Background: As machine learning (ML) technologies make improving strides, they’ve demonstrated advantageous novelties in the understanding and prediction of Alzheimer’s Disease (AD). Recent efforts in AD research have aimed to capitalize ML for AD genomics. Whole-genome tiling (WGT) establishes a new representation of whole-genome sequencing (WGS) data, one that has been brought forth in support of ML and precision medicine.
Method: A comprehensive description, workflow, and publicly available WGT data can be found at http://curover.se/su92l-j7d0g-swtofxa2rct8495. In this analysis, we first performed quality control, imputation, and one-hot encoding to each tile and the respective tile variants (Figure 1). Then, using an independent GWAS summary, we mapped the top ten most significant single-nucleotide polymorphisms (SNPs) associated with AD, to their respective tiles. Using these tile data, we performed AD classification with an XGBoost algorithm. We then reiterated this process including covariates (age, sex, and ethnicity) with tiling variants. A total of 1545, subjects (474 case, 1071 control) were studied.
Result: After mapping our 10 most significant SNPs in our independent GWAS study to WGT data. We ended up with 10 different tiles where those 10 tiles encapsulated 356 SNPs. In our comparative analysis we make AD diagnosis predictions using either our 10 tiles of WGT data, our 356 SNPs in WGS data, covariate data (age, sex, and ethnicity), or a combination of tile variants and covariates or SNPs and covariates. Our results (Figure 2) show that WGT performs comparatively to that of SNPs, meaning the patterns embedded within individual SNPs are maintained within WGT data.
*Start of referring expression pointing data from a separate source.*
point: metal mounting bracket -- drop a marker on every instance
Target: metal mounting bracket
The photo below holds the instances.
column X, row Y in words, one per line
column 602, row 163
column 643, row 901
Conclusion: Our pilot investigation on the use of WGT represented genomic data within the context of ML and AD prediction has demonstrated satisfying results. These results indicate that despite the differing information encapsulated within WGT data compared to WGS data, we are able to make comparable results in the prediction of AD diagnosis. Our study on WGT and its use in AD machine learning shows the potentiality and novelty of WGT but probe for further exploration of its maximal use.
Matthew Lee, Brian Lee, Sarah Zaranek, Jingxuan Bao, Shu Yang, Sang-Hyuk Jung, Heng Huang, Andrew Saykin, Paul Thompson, Christos Davatzikos, Dokyoon Kim, Alexander Zaranek, Li Shen (2022). "Machine learning for Alzheimer’s disease classification from genomic tiling variants." Alzheimer’s Association International Conference 2022.